Chlorine gas can be prepared according to the reaction: 16 HCl+2KMnO4->2MnCl2+8H2O what is the percent yield of Cl2 if 150g HCl are reacted, producing 75g Cl2?

To find the percent yield of Cl2, we need to calculate the theoretical yield and compare it to the actual yield.

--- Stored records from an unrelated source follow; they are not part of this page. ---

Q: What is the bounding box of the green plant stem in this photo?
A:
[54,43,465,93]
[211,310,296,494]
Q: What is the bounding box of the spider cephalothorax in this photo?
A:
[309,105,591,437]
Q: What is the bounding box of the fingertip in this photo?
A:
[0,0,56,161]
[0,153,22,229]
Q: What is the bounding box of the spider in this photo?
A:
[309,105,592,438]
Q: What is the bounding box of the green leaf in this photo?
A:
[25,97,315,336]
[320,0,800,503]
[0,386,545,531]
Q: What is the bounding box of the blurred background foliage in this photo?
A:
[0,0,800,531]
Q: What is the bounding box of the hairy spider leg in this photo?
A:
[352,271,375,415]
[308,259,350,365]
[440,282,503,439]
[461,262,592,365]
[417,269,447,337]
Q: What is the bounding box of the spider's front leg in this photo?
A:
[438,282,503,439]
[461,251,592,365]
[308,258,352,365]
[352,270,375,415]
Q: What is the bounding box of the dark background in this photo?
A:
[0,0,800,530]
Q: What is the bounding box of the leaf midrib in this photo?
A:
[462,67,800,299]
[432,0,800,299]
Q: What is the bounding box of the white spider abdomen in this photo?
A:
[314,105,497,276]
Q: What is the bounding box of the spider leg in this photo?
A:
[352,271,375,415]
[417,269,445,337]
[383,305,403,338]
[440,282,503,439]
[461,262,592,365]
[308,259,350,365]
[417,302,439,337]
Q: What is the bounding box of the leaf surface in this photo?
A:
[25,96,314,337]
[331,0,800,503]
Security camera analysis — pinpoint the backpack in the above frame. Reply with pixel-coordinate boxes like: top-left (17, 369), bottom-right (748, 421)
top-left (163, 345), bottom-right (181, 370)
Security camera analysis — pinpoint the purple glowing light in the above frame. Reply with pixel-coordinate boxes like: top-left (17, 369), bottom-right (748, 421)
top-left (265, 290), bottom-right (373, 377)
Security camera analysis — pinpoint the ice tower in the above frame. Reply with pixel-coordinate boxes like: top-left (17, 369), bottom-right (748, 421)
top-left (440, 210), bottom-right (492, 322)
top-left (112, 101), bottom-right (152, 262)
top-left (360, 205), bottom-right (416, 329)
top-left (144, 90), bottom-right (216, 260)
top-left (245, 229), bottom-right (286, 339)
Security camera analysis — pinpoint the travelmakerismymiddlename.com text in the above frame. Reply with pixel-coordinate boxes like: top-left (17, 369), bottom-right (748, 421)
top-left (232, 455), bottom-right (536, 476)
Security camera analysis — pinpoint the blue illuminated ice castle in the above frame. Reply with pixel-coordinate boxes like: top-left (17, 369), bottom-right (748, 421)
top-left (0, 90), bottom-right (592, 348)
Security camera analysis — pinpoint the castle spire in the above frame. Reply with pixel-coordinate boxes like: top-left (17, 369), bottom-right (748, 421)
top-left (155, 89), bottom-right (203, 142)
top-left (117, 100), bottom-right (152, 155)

First, let's calculate the molar mass of HCl:

HCl = 1 x 1.01 g/mol (atomic mass of hydrogen) + 1 x 35.45 g/mol (atomic mass of chlorine)
HCl = 36.46 g/mol

Next, we calculate the number of moles of HCl:

150 g HCl / 36.46 g/mol = 4.1139 mol HCl

According to the balanced equation, the molar ratio between HCl and Cl2 is 16:1. So, the theoretical yield of Cl2 can be calculated by multiplying the number of moles of HCl by the stoichiometric coefficient:

4.1139 mol HCl x (1 mol Cl2 / 16 mol HCl) = 0.2571 mol Cl2

Now, let's calculate the theoretical yield of Cl2 in grams:

0.2571 mol Cl2 x 70.91 g/mol (atomic mass of Cl2) = 18.2449 g Cl2

Finally, we can calculate the percent yield by dividing the actual yield by the theoretical yield and multiplying by 100:

Percent yield = (75 g Cl2 / 18.2449 g Cl2) x 100 = 411.7% (rounded to the nearest tenth)

The percent yield of Cl2 is 411.7%. Note that a percent yield above 100% indicates that there might be some experimental errors, such as incomplete reaction or impurities in the reactants.